The purpose of this article is to study the algorithmic complexity of the Besicovitch stability of noisy subshifts of finite type, a notion studied in a previous article [1]. First, we exhibit an unstable aperiodic tiling,and then see how it can serve as a building block to implement several reductions from classical undecidable problems on Turing machines. It will follow that the question of stability of subshifts of finite type is undecidable, and the strongest lower bound we obtain in the arithmetical hierarchy is \(\varvec{\Pi }_2\)-hardness.
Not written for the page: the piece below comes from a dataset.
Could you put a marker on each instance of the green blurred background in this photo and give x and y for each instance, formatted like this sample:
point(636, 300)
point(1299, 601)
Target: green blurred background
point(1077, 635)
Lastly, we prove that this decision problem,which requires to quantify over an uncountable set of probability measures,has a \(\varvec{\Pi }_4\) upper bound.

本文的目的是研究有限类型噪声子移的贝西科维奇稳定性的算法复杂性，这是上一篇文章 [1] 中研究的概念。首先，我们展示了一种不稳定的非周期性平铺，然后看看它如何作为构建块来实现图灵机上经典不可判定问题的几种简化。由此可见，有限类型子移的稳定性问题是不可判定的，我们在算术层次中获得的最强下界是\(\varvec{\Pi }_2\) -hardness。最后，我们证明这个决策问题需要量化一组不可数的概率度量，具有\(\varvec{\Pi }_4\)上限。